NEW YORK: The US dollar gained ground against major currencies including the euro and the Swiss franc on Tuesday after data showed a better-than-expected increase in labor market demand, indicating the Federal Reserve will likely take its time to cut interest rates.

The Republican-controlled US Senate passed President Donald Trump’s tax and spending bill, approving a massive package that would enshrine many of his top priorities into law and will add $3.3 trillion to the national debt. The bill will move to the House for final approval.

Federal Reserve Chair Jerome Powell had reiterated that the central bank plans to wait for more data before it starts monetary policy easing, but he did not rule out a July cut. Powell spoke at a central banking conference in Portugal.

The dollar pared losses against the Japanese yen and gained against the Swiss franc after Labor Department data showed job openings rose 374,000 to 7.769 million in May. It pared losses further against the yen and extended gains against the franc after the US Senate cleared the spending bill.

The dollar weakened 0.22% to 143.67 against the yen and was up 0.06% to 0.7925 versus the Swiss franc, compared with a drop of 0.46% and 0.28% respectively before the data.

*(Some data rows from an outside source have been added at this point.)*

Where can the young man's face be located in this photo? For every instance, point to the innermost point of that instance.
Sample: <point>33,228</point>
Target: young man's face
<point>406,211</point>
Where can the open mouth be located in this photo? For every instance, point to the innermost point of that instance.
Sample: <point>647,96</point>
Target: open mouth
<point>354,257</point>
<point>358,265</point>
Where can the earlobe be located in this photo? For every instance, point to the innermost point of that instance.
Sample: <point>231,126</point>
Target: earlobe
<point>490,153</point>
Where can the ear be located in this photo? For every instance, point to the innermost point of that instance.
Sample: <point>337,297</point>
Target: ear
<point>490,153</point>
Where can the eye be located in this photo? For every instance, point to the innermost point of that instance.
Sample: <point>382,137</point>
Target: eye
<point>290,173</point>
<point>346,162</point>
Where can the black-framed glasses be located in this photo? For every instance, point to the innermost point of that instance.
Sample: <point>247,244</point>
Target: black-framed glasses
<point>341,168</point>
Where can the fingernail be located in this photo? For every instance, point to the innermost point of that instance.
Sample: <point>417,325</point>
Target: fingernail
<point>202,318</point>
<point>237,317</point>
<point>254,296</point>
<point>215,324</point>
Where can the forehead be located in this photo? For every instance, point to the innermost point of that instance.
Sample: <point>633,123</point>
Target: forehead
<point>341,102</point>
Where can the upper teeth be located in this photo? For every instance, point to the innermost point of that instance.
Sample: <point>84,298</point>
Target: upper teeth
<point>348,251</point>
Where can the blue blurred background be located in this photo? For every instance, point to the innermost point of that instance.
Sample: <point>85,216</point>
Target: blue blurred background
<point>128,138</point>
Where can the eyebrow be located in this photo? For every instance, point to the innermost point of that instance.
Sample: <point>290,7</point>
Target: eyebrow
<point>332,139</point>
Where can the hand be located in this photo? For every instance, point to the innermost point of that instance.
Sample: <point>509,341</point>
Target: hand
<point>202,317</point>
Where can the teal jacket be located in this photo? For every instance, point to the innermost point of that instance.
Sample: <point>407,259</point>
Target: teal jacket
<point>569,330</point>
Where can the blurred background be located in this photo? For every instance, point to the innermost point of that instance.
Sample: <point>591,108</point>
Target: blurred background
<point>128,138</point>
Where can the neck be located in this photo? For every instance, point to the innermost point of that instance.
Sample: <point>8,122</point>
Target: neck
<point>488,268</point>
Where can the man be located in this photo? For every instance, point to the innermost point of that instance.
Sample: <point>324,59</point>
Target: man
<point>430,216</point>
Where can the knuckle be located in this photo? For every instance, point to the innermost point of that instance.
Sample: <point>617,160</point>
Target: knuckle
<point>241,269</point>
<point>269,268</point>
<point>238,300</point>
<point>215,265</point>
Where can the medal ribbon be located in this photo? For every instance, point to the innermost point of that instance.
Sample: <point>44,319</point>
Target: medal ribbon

The euro was last down 0.20% at $1.176525 after being up 0.05% earlier in the day.

“It was the worst first half of the year for the US dollar index since 1973 with a lot of that weakness being driven by concerns about trade policy and concerns about a slowing economy,” said Matthew Weller, global head of market research at StoneX. “But I think on a very short-term basis we might be seeing the market get a little bit stretched here and I think there might be a case for a US dollar bounce as we move through July.”

The dollar index, which measures the greenback against a basket of currencies including the yen and the euro, rose 0.161% at 96.908 after being down 0.05% to 96.71. It is on track to snap eight straight sessions of losses.